Numerical experiments conducted by the authors demonstrate the advantages of spherical regression, evidenced by improved metrics across the board. Specifically, in the context of viewpoint estimation on Pascal3D+, the spherical regression model achieved superior medians and accuracies compared to state-of-the-art methods rooted in angle discretization.

In surface normal estimation on the NYU Depth v2 dataset, applying spherical regression leads to higher precision in detecting correct normals, particularly at finer granular levels of evaluation. Additionally, for the newly introduced task of 3D rotation estimation on the ModelNet10-SO3 dataset, spherical regression utilizing quaternions shows significant gains over direct regression, reiterating the importance of utilizing geometrically structured manifolds.

Theoretical and Practical Implications

The theoretical implications of this work are profound, suggesting a new standard for utilizing geometric constraints in regression problems traditionally handled with classifications.

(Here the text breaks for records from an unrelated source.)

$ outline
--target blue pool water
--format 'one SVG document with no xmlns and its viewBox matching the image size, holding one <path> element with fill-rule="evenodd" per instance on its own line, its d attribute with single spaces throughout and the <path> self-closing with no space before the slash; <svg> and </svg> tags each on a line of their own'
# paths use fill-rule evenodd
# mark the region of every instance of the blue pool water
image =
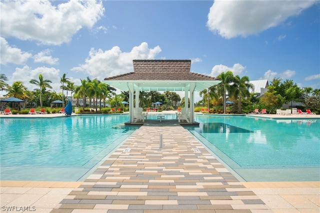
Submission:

The framework provided aids in bypassing limitations associated with unconstrained gradient updates, promising not only enhanced stability but also improved learning accuracy. This could be particularly beneficial in scenarios requiring instantaneous and precise angle estimation, such as autonomous driving and robot navigation.

Practically, the anticipation is that, with these results, more computer vision models will adopt spherical regression particularly for tasks involving continuous manifolds. Furthermore, the work potentially inspires future exploration into additional manifold-constrained regression approaches, opening avenues for broadened applicability in other domains.

Future Directions

Promising future directions include expanding spherical regression to additional n-sphere related applications, such as motion tracking across a manifold of poses. Investigating hybrid models that combine spherical with other geometric manifold mappings might further enrich model performance. Moreover, unraveling the complete potential of these methods in unsupervised or semi-supervised learning settings could revolutionize the handling of continuous outputs in vision applications.

In conclusion, this paper contributes substantially to the enhancement of regression techniques by embedding them within the mathematically and geometrically rich framework of n-spheres, and it sets a compelling precedent for subsequent research in the field of geometric deep learning.